Vitamina B6    (Piridossina)

 

 Molto presente nel pistacchio, è fondamentale nel metabolismo dei globuli rossi e del sistema nervoso. Contribuisce alla produzione di glucosio dall’aci­do lattico, funzione importante per dare energia ai muscoli soprattutto durante l’attività sportiva. Inoltre, alcune ricerche indicano che la vitamina B6 aiuta a ridurre il dolore tipico della sindrome premestruale. La sua carenza nella dieta può determinare debolezza muscolare, irritabilità, nervosismo, in­sonnia, perdita di peso. 

 

Vitamina E

(Tocoferolo)

 

 Anch’essa abbondante nel pistacchio, funge da potente antiossidante prevenendo l’invecchiamento della pelle e delle cellule corporee e aiuta a disintossicare l’organismo dall’inquinamento e dal fumo. Viene anche chiamata vitamina della fertili­tà e si può dire che senza di lei non ci sarebbero i bambini, infatti pro­tegge gli organi riproduttivi delle donne, è molto utile nei casi di gra­vidanze difficili e difende i neonati prematuri.Se manca nella dieta, possono comparire anemia, infertilità, disturbi al fegato e al cuore, debolezza muscolare e persino le­sioni alla retina.

 

 

Vitamina B1

(Tiamina)

  

 

 Il pistacchio è un vero campione quanto a contenuto di tiamina, una vitamina che aiuta a con­vertire gli zuccheri in energia, regola le funzioni del cuore, è importante per la conduzione degli impulsi nervosi e promuo­ve la crescita.Un tempo (e ancora oggi purtroppo in alcune zone del mondo) la carenza di tiamina era causa della grave malattia chiamata Beri Beri. Oggi nei paesi occidentali questa malattia è debellata, ma sintomi di un’insufficiente apporto di questa vitamina si possono comunque rilevare: nausea, inappetenza, perdita di peso, formicolio a braccia e gambe, ri­flessi rallentati.

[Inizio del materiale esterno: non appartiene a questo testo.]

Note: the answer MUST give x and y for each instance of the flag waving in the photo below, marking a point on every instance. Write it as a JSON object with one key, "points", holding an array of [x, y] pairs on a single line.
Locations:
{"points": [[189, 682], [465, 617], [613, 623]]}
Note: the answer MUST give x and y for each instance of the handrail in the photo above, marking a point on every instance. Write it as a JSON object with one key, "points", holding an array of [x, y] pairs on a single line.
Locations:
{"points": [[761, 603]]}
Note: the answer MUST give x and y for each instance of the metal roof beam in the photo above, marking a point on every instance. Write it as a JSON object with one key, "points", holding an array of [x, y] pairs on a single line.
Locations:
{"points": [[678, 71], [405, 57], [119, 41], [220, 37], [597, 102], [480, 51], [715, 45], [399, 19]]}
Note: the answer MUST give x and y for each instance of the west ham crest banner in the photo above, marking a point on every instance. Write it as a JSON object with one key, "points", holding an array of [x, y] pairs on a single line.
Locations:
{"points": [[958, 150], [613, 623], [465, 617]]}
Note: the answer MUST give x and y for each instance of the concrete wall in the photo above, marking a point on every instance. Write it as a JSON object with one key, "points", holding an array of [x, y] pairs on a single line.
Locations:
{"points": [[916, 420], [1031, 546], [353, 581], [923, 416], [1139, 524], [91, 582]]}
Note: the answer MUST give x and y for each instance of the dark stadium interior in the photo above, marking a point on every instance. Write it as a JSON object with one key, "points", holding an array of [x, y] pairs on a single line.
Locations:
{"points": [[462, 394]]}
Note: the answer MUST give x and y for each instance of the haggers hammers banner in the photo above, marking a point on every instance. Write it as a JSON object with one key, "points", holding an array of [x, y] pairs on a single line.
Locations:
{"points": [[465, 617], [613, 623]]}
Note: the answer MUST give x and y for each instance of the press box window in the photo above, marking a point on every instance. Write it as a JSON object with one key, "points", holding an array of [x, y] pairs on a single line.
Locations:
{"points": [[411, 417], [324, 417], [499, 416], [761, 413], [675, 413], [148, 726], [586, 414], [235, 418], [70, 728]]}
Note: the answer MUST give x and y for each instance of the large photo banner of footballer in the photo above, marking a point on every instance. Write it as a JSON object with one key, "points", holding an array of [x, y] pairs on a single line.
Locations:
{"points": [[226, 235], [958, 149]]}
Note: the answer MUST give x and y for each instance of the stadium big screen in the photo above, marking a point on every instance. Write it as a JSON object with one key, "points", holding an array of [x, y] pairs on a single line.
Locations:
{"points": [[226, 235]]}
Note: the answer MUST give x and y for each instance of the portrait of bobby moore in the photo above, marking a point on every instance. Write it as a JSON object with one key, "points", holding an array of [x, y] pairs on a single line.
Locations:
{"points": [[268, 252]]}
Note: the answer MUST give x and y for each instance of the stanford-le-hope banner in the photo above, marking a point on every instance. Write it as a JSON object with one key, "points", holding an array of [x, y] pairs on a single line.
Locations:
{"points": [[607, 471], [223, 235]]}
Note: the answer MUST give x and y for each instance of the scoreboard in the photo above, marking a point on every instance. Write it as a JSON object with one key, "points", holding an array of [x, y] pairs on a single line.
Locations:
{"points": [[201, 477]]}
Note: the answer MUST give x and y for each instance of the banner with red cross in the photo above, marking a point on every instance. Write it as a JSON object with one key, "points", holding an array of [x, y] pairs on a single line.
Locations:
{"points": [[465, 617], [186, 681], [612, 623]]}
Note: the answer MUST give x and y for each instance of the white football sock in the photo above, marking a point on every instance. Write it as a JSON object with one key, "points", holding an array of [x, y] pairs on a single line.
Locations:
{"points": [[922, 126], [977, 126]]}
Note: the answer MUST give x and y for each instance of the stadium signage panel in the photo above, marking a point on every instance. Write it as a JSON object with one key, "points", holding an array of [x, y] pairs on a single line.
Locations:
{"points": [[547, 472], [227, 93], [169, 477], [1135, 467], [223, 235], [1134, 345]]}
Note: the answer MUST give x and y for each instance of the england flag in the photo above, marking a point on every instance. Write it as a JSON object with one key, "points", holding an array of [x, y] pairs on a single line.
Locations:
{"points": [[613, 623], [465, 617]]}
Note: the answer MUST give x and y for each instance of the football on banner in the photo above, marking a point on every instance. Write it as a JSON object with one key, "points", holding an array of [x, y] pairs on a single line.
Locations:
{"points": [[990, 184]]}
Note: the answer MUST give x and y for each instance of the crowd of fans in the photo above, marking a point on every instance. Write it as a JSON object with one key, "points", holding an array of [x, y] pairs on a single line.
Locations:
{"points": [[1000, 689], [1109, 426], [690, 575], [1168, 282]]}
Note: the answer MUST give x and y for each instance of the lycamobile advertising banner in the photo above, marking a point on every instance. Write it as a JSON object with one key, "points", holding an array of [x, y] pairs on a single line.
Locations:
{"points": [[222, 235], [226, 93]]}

Sono probabil­mente più gli adulti che i bambini a presentare una carenza di tiami­na nei Paesi industrializzati, so­prattutto a causa dell’abuso di al­col, che interferisce con l’assorbi­mento di molte sostanze, e in par­ticolare di questa vitamina.

 

 

Vitamina PP   (Niacina)

 

 La niacina, della quale il pistacchio è una buona fonte, migliora l’aspetto della pelle, è essenzia­le per il rilascio di zuccheri a li­vello muscolare durante l’attivi­tà motoria e per la trasformazio­ne dei grassi di deposito in energia. La stra­na sigla – PP – con la quale viene indicata si riferisce all’inglese “pella­gra preventive”, ovvero, “previene la pellagra”, una malattia che colpisce inizialmente la pelle, la quale appare spessa, squamosa, arrossata, insomma una pelle “agra”. Anche la pellagra per noi è ormai un ricordo, ma sintomi comuni di carenza da vitamina PP sono: inappeten­za, capogiri, infiammazione di bocca e lingua, lesioni cutanee. 

 

Vitamina A 

 

 Nel pistacchio è presente anche una buona quantità di vitamina A, antiossidante che protegge le mucose e la pelle, aiuta la vista, promuove la cre­scita. La vitamina A preformata si trova soprattutto negli alimenti di ori­gine animale (primo tra tutti il fegato), ma una sua assunzione eccessi­va può essere pericolosa, soprat­tutto nelle donne in gravidanza, perché potrebbe causare malfor­mazioni nel feto. Nel pistacchio, come in altri vegetali, la vitamina A è presente soprattutto in forma di un suo precursore, il betacarotene, che viene trasformato in vitamina dall’organismo secondo i suoi fabbisogni, evitando qualsiasi pericolo di accumulo. Tra l’altro, il be­tacarotene ha anche la funziona di sti­molare la produzione di melani­na, una sostanza che protegge la pelle dai danni solari e le permette di ab­bronzarsi senza scottature. Nei casi gravi (purtroppo molto frequenti in alcuni paesi del Sud del mondo) la carenza di vitamina A provoca cecità not­turna e serale, lesioni della cor­nea, crescita ritardata, difetti dello smalto dei denti.